Neoconservatives Demand More Meddling In Afghanistan

15 April 2021 — Moon of Alabama

The wickedness of the imperial U.S. vanguard is well expressed in an Atlantic piece by Eliot A. Cohen, the dean of the School of Advanced International Studies at Johns Hopkins University.

On the U.S. exit from Afghanistan Cohen writes:

This is not the end of the war; it is merely the end of its direct American phase.

The war began more than four decades ago, with the Soviet invasion of Afghanistan, and its first American phase, in the 1980s, featured indirect United States intervention on behalf of the anti-Soviet mujahideen. The war will assuredly last well beyond the American exit. There will be no power-sharing, no reconciliation, no peace of the brave.

Those are lies. The war began in the mid of 1979 when the U.S. armed warlords who fought against the Afghan government:

In an interview with French magazine Le Nouvel Observateur in January 1998, former U.S. National Security Adviser Zbigniew Brzezinski recounted that “according to the official version of history, CIA aid to the mujahideen began during 1980, that is, after the Soviet army invaded Afghanistan on December 24, 1979. But the reality, kept secret until now, is quite different: Indeed, it was on July 3, 1979, that President Carter signed the first directive for secret aid to the opponents of the pro-Soviet regime in Kabul.”

Cohen continues:

The war will grind on, with the edge going to the brutal fundamentalist warriors of the Taliban, who will torture and slaughter even as they repeal the advances made in women’s education and secularism in any form. But they will not have it all their own way. Russia, China, Iran, Pakistan, India, and the Central Asian republics have their own stakes in this war, and not all of them want to see an outright Taliban victory. So they will fund clients and proxies, as will, in all likelihood, the United States. And the people of Afghanistan will continue to suffer.

Those advances …

Alan MacLeod @AlanRMacLeod – 8:18 UTC · Apr 14, 2021

Half a century ago, 70% of Afghan teachers and 40% of doctors were women. Today only 1-in-3 girls can read or go to school. But the myth that the US is helping women is so useful to neocon warmongers that it won’t die, no matter what the facts are.
Support the Tropes – How media language encourages the left to support wars, coups and intervention

After more than 40 years of U.S. meddling in Afghanistan with bad results, and after leaving the country defeated, one might think it would be reasonable for the U.S. to abstain from further meddling. But no, after his hypocritical bemoaning of the fate of Afghan women, Cohen is demanding more of it:

The United States will be able to pick sides in the conflict, a luxury it does not now have. For decades it has been subject to implicit and explicit Pakistani threats to choke the supply lines running to American forces in Afghanistan. Once the withdrawal eliminates Pakistan’s hold on its logistics, the United States can and should more freely support India’s efforts to protect its own interests in Afghanistan.

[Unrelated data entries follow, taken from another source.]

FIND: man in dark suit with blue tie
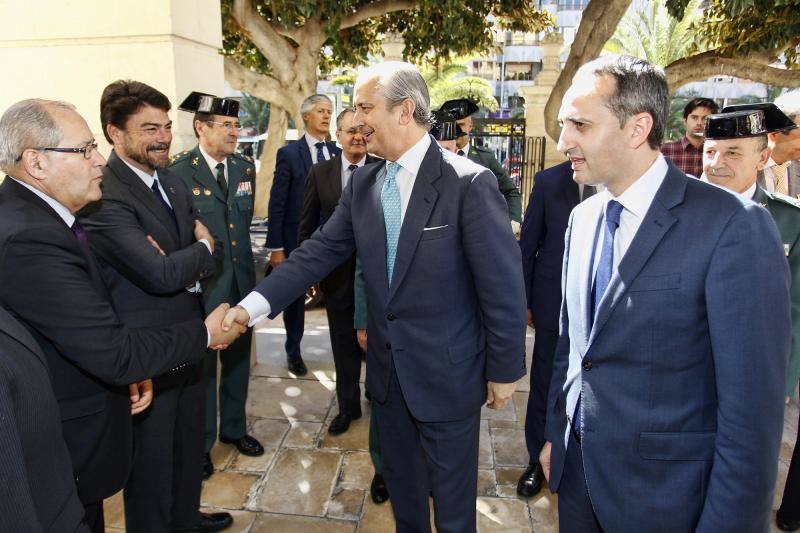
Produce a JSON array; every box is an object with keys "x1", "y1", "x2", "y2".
[
  {"x1": 540, "y1": 56, "x2": 791, "y2": 533},
  {"x1": 517, "y1": 161, "x2": 594, "y2": 498},
  {"x1": 223, "y1": 62, "x2": 525, "y2": 533},
  {"x1": 267, "y1": 94, "x2": 341, "y2": 376}
]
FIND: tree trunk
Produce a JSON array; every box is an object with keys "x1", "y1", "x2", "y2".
[
  {"x1": 254, "y1": 106, "x2": 289, "y2": 218},
  {"x1": 544, "y1": 0, "x2": 631, "y2": 139}
]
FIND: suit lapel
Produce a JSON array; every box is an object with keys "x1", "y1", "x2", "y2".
[
  {"x1": 589, "y1": 169, "x2": 686, "y2": 345},
  {"x1": 390, "y1": 139, "x2": 442, "y2": 299}
]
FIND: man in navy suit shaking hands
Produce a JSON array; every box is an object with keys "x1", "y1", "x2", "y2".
[
  {"x1": 223, "y1": 62, "x2": 526, "y2": 533},
  {"x1": 540, "y1": 56, "x2": 791, "y2": 533}
]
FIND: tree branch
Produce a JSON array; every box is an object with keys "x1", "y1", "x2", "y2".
[
  {"x1": 231, "y1": 0, "x2": 295, "y2": 73},
  {"x1": 339, "y1": 0, "x2": 419, "y2": 30},
  {"x1": 225, "y1": 57, "x2": 294, "y2": 109},
  {"x1": 664, "y1": 51, "x2": 800, "y2": 93}
]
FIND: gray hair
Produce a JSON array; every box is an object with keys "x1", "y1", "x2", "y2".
[
  {"x1": 775, "y1": 89, "x2": 800, "y2": 125},
  {"x1": 0, "y1": 98, "x2": 75, "y2": 174},
  {"x1": 356, "y1": 61, "x2": 433, "y2": 129},
  {"x1": 575, "y1": 55, "x2": 669, "y2": 150},
  {"x1": 300, "y1": 94, "x2": 333, "y2": 115},
  {"x1": 336, "y1": 107, "x2": 356, "y2": 131}
]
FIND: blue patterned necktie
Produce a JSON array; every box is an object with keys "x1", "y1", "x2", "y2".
[
  {"x1": 572, "y1": 200, "x2": 622, "y2": 435},
  {"x1": 314, "y1": 141, "x2": 327, "y2": 163},
  {"x1": 381, "y1": 162, "x2": 400, "y2": 286}
]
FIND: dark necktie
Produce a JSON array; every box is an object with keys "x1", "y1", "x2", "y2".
[
  {"x1": 572, "y1": 200, "x2": 622, "y2": 435},
  {"x1": 217, "y1": 163, "x2": 228, "y2": 200},
  {"x1": 151, "y1": 179, "x2": 178, "y2": 229},
  {"x1": 314, "y1": 141, "x2": 326, "y2": 163}
]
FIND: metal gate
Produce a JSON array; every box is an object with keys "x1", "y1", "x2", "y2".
[{"x1": 470, "y1": 118, "x2": 545, "y2": 211}]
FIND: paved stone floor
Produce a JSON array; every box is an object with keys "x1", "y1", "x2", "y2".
[{"x1": 106, "y1": 309, "x2": 798, "y2": 533}]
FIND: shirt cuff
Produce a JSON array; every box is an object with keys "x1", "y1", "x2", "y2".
[{"x1": 239, "y1": 291, "x2": 272, "y2": 327}]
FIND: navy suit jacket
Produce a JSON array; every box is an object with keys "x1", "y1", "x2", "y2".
[
  {"x1": 267, "y1": 136, "x2": 342, "y2": 249},
  {"x1": 256, "y1": 138, "x2": 526, "y2": 421},
  {"x1": 519, "y1": 161, "x2": 580, "y2": 331},
  {"x1": 546, "y1": 163, "x2": 791, "y2": 533}
]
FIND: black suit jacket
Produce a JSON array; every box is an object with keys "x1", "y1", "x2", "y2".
[
  {"x1": 519, "y1": 161, "x2": 580, "y2": 331},
  {"x1": 80, "y1": 151, "x2": 216, "y2": 332},
  {"x1": 300, "y1": 154, "x2": 380, "y2": 295},
  {"x1": 0, "y1": 178, "x2": 207, "y2": 503},
  {"x1": 0, "y1": 308, "x2": 87, "y2": 533}
]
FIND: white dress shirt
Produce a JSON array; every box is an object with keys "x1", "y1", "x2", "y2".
[
  {"x1": 342, "y1": 152, "x2": 367, "y2": 190},
  {"x1": 197, "y1": 144, "x2": 230, "y2": 183},
  {"x1": 239, "y1": 134, "x2": 432, "y2": 326},
  {"x1": 592, "y1": 154, "x2": 669, "y2": 276},
  {"x1": 303, "y1": 132, "x2": 331, "y2": 165}
]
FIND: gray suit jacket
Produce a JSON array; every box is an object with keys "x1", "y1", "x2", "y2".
[
  {"x1": 546, "y1": 164, "x2": 791, "y2": 533},
  {"x1": 256, "y1": 138, "x2": 526, "y2": 421}
]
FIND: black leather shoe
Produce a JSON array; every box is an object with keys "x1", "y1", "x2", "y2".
[
  {"x1": 173, "y1": 513, "x2": 233, "y2": 531},
  {"x1": 517, "y1": 463, "x2": 544, "y2": 498},
  {"x1": 203, "y1": 453, "x2": 214, "y2": 479},
  {"x1": 369, "y1": 474, "x2": 389, "y2": 503},
  {"x1": 219, "y1": 435, "x2": 264, "y2": 457},
  {"x1": 775, "y1": 515, "x2": 800, "y2": 531},
  {"x1": 286, "y1": 357, "x2": 308, "y2": 376},
  {"x1": 328, "y1": 412, "x2": 361, "y2": 435}
]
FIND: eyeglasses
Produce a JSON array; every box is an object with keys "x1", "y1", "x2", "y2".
[
  {"x1": 206, "y1": 120, "x2": 242, "y2": 130},
  {"x1": 17, "y1": 142, "x2": 97, "y2": 163}
]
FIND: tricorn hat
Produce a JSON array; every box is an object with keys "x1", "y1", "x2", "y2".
[
  {"x1": 722, "y1": 102, "x2": 797, "y2": 133},
  {"x1": 178, "y1": 91, "x2": 239, "y2": 117},
  {"x1": 703, "y1": 110, "x2": 767, "y2": 140}
]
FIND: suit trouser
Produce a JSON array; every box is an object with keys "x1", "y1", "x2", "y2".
[
  {"x1": 373, "y1": 363, "x2": 480, "y2": 533},
  {"x1": 123, "y1": 364, "x2": 205, "y2": 533},
  {"x1": 777, "y1": 380, "x2": 800, "y2": 520},
  {"x1": 525, "y1": 328, "x2": 558, "y2": 463},
  {"x1": 325, "y1": 284, "x2": 361, "y2": 415},
  {"x1": 283, "y1": 224, "x2": 306, "y2": 359},
  {"x1": 558, "y1": 434, "x2": 603, "y2": 533}
]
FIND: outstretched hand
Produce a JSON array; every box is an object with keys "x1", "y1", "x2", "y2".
[{"x1": 205, "y1": 304, "x2": 247, "y2": 350}]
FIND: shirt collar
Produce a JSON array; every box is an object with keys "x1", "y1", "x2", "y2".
[
  {"x1": 605, "y1": 154, "x2": 669, "y2": 218},
  {"x1": 117, "y1": 154, "x2": 158, "y2": 189},
  {"x1": 9, "y1": 176, "x2": 75, "y2": 224},
  {"x1": 395, "y1": 133, "x2": 431, "y2": 176},
  {"x1": 197, "y1": 144, "x2": 228, "y2": 178}
]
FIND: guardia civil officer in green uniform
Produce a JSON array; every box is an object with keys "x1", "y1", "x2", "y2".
[
  {"x1": 169, "y1": 92, "x2": 264, "y2": 478},
  {"x1": 440, "y1": 98, "x2": 522, "y2": 222},
  {"x1": 703, "y1": 104, "x2": 800, "y2": 531}
]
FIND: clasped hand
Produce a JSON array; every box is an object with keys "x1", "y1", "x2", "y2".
[{"x1": 205, "y1": 304, "x2": 249, "y2": 350}]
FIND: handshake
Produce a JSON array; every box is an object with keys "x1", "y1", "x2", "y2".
[{"x1": 205, "y1": 304, "x2": 250, "y2": 350}]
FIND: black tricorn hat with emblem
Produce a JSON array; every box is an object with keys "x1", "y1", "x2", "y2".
[
  {"x1": 703, "y1": 110, "x2": 767, "y2": 140},
  {"x1": 722, "y1": 102, "x2": 797, "y2": 133},
  {"x1": 430, "y1": 109, "x2": 464, "y2": 141},
  {"x1": 178, "y1": 91, "x2": 239, "y2": 117}
]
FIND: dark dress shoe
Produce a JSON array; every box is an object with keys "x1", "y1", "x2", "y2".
[
  {"x1": 219, "y1": 435, "x2": 264, "y2": 457},
  {"x1": 775, "y1": 515, "x2": 800, "y2": 531},
  {"x1": 517, "y1": 463, "x2": 544, "y2": 498},
  {"x1": 203, "y1": 453, "x2": 214, "y2": 479},
  {"x1": 369, "y1": 474, "x2": 389, "y2": 503},
  {"x1": 173, "y1": 513, "x2": 233, "y2": 531},
  {"x1": 286, "y1": 358, "x2": 308, "y2": 376},
  {"x1": 328, "y1": 413, "x2": 361, "y2": 435}
]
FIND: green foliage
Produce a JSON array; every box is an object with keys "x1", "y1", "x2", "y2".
[
  {"x1": 239, "y1": 94, "x2": 269, "y2": 134},
  {"x1": 604, "y1": 0, "x2": 700, "y2": 67},
  {"x1": 221, "y1": 0, "x2": 553, "y2": 74},
  {"x1": 667, "y1": 0, "x2": 800, "y2": 68}
]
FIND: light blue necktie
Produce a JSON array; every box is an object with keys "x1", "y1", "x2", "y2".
[
  {"x1": 381, "y1": 162, "x2": 400, "y2": 285},
  {"x1": 572, "y1": 200, "x2": 622, "y2": 435}
]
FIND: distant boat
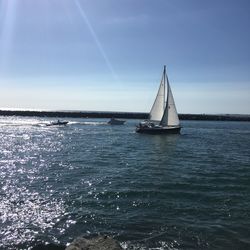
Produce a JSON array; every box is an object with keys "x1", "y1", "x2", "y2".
[
  {"x1": 108, "y1": 117, "x2": 126, "y2": 125},
  {"x1": 46, "y1": 120, "x2": 69, "y2": 126},
  {"x1": 136, "y1": 66, "x2": 181, "y2": 134}
]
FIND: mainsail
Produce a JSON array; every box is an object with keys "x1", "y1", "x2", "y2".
[
  {"x1": 160, "y1": 73, "x2": 180, "y2": 126},
  {"x1": 149, "y1": 67, "x2": 165, "y2": 122}
]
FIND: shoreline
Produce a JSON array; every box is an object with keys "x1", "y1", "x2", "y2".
[{"x1": 0, "y1": 110, "x2": 250, "y2": 121}]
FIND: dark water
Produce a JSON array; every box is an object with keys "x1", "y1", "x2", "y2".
[{"x1": 0, "y1": 117, "x2": 250, "y2": 249}]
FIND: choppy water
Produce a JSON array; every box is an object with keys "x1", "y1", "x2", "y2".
[{"x1": 0, "y1": 117, "x2": 250, "y2": 249}]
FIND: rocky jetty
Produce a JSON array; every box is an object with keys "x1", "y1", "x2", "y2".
[{"x1": 0, "y1": 110, "x2": 250, "y2": 121}]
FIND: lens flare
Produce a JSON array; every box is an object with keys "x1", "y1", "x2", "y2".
[{"x1": 74, "y1": 0, "x2": 119, "y2": 81}]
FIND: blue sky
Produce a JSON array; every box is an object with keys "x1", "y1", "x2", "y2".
[{"x1": 0, "y1": 0, "x2": 250, "y2": 114}]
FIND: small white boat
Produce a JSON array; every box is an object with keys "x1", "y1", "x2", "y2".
[
  {"x1": 46, "y1": 120, "x2": 69, "y2": 126},
  {"x1": 136, "y1": 66, "x2": 181, "y2": 134},
  {"x1": 108, "y1": 117, "x2": 126, "y2": 125}
]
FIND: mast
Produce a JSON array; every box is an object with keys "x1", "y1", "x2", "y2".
[{"x1": 160, "y1": 65, "x2": 169, "y2": 126}]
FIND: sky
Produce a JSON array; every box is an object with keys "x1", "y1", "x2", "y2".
[{"x1": 0, "y1": 0, "x2": 250, "y2": 114}]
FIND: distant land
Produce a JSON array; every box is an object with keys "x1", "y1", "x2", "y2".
[{"x1": 0, "y1": 110, "x2": 250, "y2": 121}]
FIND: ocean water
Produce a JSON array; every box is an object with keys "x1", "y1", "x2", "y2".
[{"x1": 0, "y1": 117, "x2": 250, "y2": 249}]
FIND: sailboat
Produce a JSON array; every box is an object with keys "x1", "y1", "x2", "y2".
[{"x1": 136, "y1": 65, "x2": 181, "y2": 134}]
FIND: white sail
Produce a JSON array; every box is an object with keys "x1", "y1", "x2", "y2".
[
  {"x1": 160, "y1": 74, "x2": 180, "y2": 127},
  {"x1": 149, "y1": 71, "x2": 165, "y2": 122}
]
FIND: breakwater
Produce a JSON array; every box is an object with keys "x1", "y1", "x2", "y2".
[{"x1": 0, "y1": 110, "x2": 250, "y2": 121}]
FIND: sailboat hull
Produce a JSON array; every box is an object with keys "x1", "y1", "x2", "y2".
[{"x1": 136, "y1": 126, "x2": 181, "y2": 135}]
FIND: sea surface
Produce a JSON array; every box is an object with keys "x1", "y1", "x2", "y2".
[{"x1": 0, "y1": 117, "x2": 250, "y2": 250}]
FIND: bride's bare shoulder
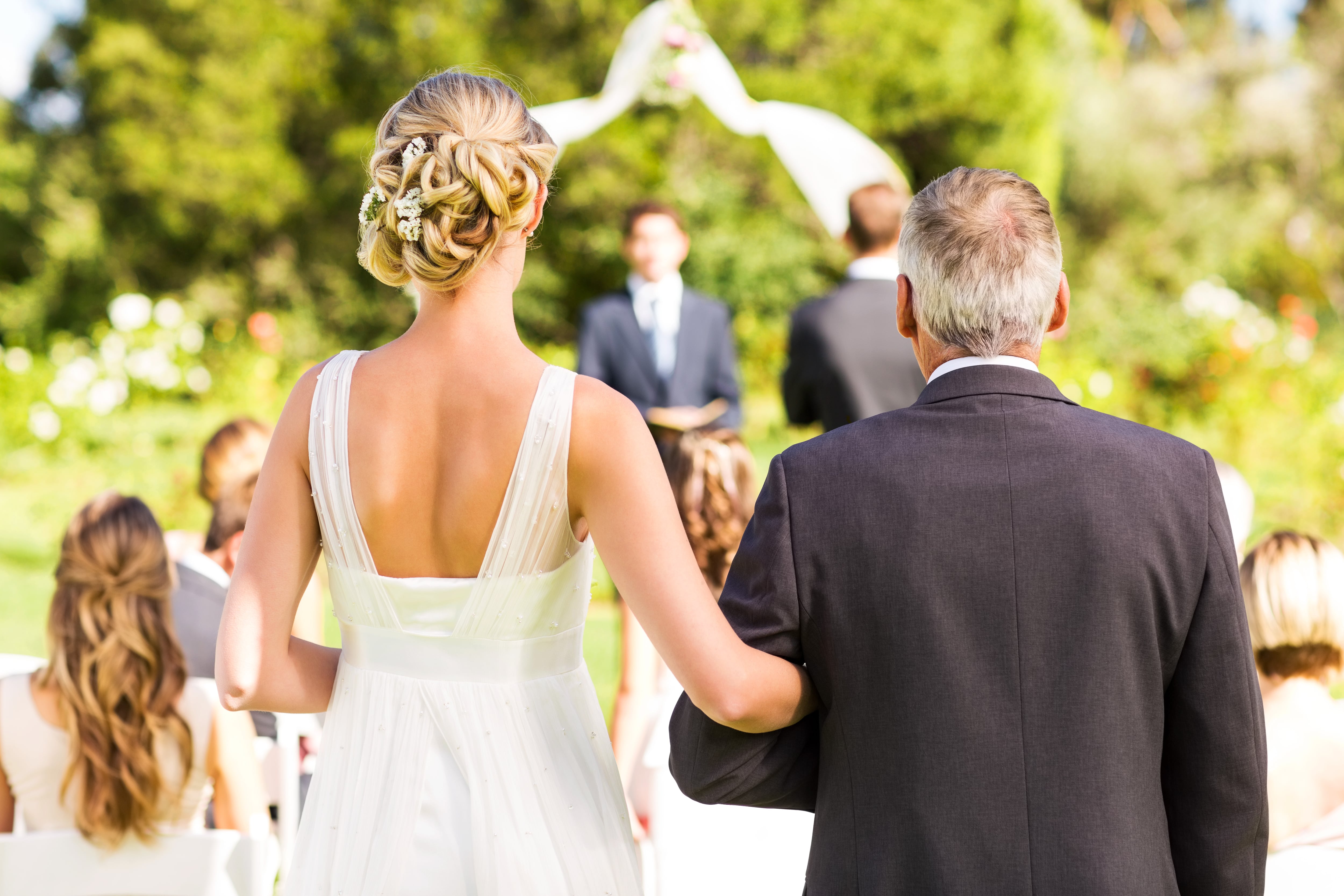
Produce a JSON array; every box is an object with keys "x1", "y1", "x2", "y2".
[
  {"x1": 574, "y1": 375, "x2": 646, "y2": 430},
  {"x1": 570, "y1": 376, "x2": 653, "y2": 463},
  {"x1": 267, "y1": 355, "x2": 336, "y2": 470}
]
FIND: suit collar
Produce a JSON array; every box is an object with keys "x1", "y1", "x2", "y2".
[{"x1": 915, "y1": 364, "x2": 1077, "y2": 404}]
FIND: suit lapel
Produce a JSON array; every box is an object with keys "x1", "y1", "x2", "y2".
[
  {"x1": 668, "y1": 289, "x2": 707, "y2": 403},
  {"x1": 617, "y1": 290, "x2": 659, "y2": 395}
]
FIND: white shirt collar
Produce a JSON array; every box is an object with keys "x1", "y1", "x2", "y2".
[
  {"x1": 177, "y1": 551, "x2": 228, "y2": 588},
  {"x1": 625, "y1": 271, "x2": 685, "y2": 333},
  {"x1": 844, "y1": 255, "x2": 900, "y2": 279},
  {"x1": 929, "y1": 355, "x2": 1040, "y2": 383}
]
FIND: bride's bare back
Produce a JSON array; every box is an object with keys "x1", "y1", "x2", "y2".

The United States can similarly play off the Russians against the Chinese, who do not necessarily want the same things there.

India and Pakistan are nuclear armed neighbors who hate each other. So why not entice a little war between them. Just out of spite.

Plus the dreams of playing off Russia versus China. Luckily that is no longer possible.

But how much hate must one hold to forward such advice?